The Huntington Beach, Calif.-based brand earlier this month debuted a new 9,356-square-foot Lazy Dog in Plano, Texas, bringing the brand’s total to 21 units in California, Nevada and Texas.
Simms said a third Texas unit will open Jan. 9 in Euless, Texas, and the company will open a restaurant in Folsom, Calif., northeast of Sacramento, soon thereafter.
Simms said the newer units are at least 8,000 square feet with patios. The planned Euless restaurant will cover 9,392 square feet with additional patio seating.
“Our concept is definitely a suburban concept, so we have to have enough room to fit everybody in on Thursday, Friday and Saturday,” said Simms during a walk-through of the Plano restaurant.
“The sense of our concept is ‘family-to-table,’ so want to be the family place,” Simms said. “This Plano location has a large number of households with families and a strong sense of community.”
To further appeal to the suburban consumers, Lazy Dog has been expanding its brunch hours on Saturdays and Sundays with earlier openings in many locations.
“There’s a great trend in brunch,” Simms said. “We’ve pushed up our opening to 9 a.m. on the weekends to really capture that business. Not all of the restaurants are there yet. About half are there now, and the other half should be there in the next six months.”
The company has introduced a special brunch menu in those locations, Simms said, and those emphasize the Lazy Dog’s reliance on scratch cooking.
“In a world of pre-processed things, we want to buck that trend.
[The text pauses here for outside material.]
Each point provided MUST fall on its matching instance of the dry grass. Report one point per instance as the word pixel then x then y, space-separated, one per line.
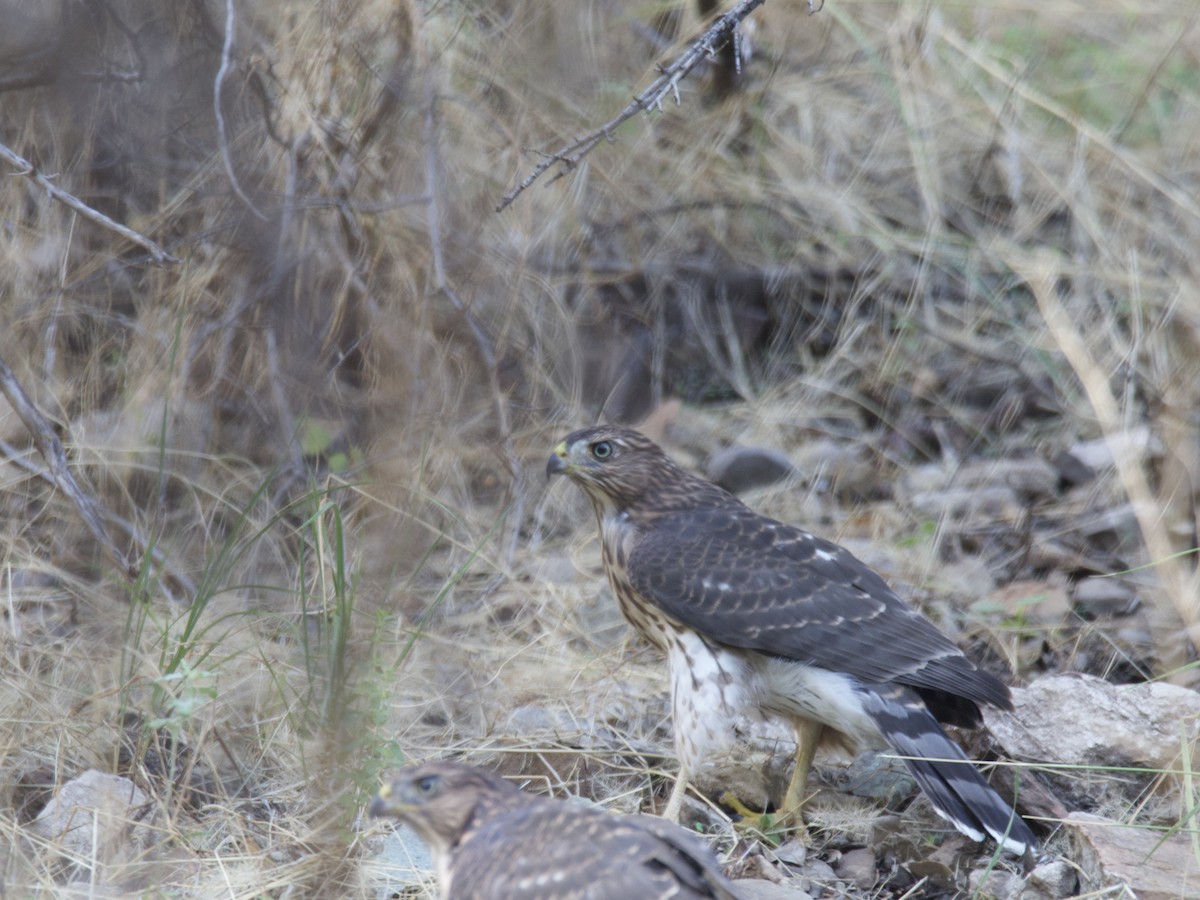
pixel 331 415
We want to take it the other direction,” he said, which harkens back to the first unit opened in Huntington Beach in 2003.
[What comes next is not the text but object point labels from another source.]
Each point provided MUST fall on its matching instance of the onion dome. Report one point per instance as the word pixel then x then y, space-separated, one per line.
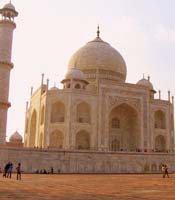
pixel 75 74
pixel 16 137
pixel 146 83
pixel 9 11
pixel 98 55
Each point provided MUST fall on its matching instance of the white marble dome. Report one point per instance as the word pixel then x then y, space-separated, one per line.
pixel 75 74
pixel 9 6
pixel 16 137
pixel 146 83
pixel 99 55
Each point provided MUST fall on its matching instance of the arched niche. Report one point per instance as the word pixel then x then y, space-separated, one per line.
pixel 115 145
pixel 125 126
pixel 42 116
pixel 77 86
pixel 160 143
pixel 56 139
pixel 41 139
pixel 33 124
pixel 159 119
pixel 57 112
pixel 83 113
pixel 82 140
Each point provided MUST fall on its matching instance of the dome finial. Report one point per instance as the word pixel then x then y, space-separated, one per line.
pixel 98 31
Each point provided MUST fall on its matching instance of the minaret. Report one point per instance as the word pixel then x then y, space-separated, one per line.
pixel 7 25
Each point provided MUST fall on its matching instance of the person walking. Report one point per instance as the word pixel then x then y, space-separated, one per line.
pixel 9 171
pixel 6 169
pixel 18 171
pixel 166 171
pixel 163 171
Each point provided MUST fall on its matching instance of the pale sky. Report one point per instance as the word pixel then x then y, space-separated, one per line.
pixel 50 31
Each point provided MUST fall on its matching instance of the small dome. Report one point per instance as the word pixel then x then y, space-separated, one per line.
pixel 16 137
pixel 54 88
pixel 146 83
pixel 9 6
pixel 75 74
pixel 99 55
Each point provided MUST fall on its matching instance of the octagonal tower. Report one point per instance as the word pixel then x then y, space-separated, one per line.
pixel 7 25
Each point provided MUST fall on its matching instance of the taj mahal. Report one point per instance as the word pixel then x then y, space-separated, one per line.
pixel 97 122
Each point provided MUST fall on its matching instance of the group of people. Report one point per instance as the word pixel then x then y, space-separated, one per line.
pixel 165 171
pixel 7 173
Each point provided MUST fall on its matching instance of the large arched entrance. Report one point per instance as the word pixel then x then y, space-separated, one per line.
pixel 124 129
pixel 82 140
pixel 33 129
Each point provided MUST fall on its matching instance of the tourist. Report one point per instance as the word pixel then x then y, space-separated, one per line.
pixel 18 170
pixel 6 169
pixel 163 171
pixel 9 170
pixel 166 171
pixel 51 170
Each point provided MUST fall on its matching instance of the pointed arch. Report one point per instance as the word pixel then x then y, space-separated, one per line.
pixel 115 145
pixel 124 126
pixel 41 139
pixel 58 112
pixel 42 115
pixel 160 143
pixel 83 113
pixel 56 139
pixel 159 119
pixel 82 140
pixel 33 125
pixel 27 124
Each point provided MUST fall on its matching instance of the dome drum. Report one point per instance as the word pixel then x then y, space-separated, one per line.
pixel 98 58
pixel 104 74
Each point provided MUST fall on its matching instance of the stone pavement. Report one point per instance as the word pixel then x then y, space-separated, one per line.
pixel 88 187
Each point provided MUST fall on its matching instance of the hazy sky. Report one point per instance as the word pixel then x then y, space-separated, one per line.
pixel 50 31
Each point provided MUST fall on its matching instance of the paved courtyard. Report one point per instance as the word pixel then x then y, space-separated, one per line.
pixel 88 187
“We saw this trend in the industry where companies were buying pre-processed items,” Simms explained. “At the same time, our guests were becoming more sophisticated, watching the Food Network and shopping at Whole Foods and Trader Joe’s. They were much more interested in where their food was coming from.”
That evolution in dining led Lazy Dog to prepare its dressings and sauces in-house and also rely on techniques like braising pot roast and carnitas in the restaurant, he said.
The menu features items such as Campfire Pot Roast, bison meatloaf and braised lamb shanks. Best-selling appetizers are Cajun fries and edamame. A gluten-sensitive menu is also available. Prices range from $8.75 to $25.95.
Lazy Dog serves a full menu in the bar area, and restaurants generally are open until midnight.
“I kind of consider our bar a ‘sports bar for couples,’” Simms said. “It’s the kind of place where you can watch sports and still get a full, healthy menu. There aren’t people screaming at the screens.”
While Lazy Dog has modified the décor slightly in its newer units, such as using darker stains on beams, Simms said many aspects remain the same, such as real Aspen logs from Colorado used as a backdrop for the host stand and the fire-pit gathering area on the dog-welcoming patios.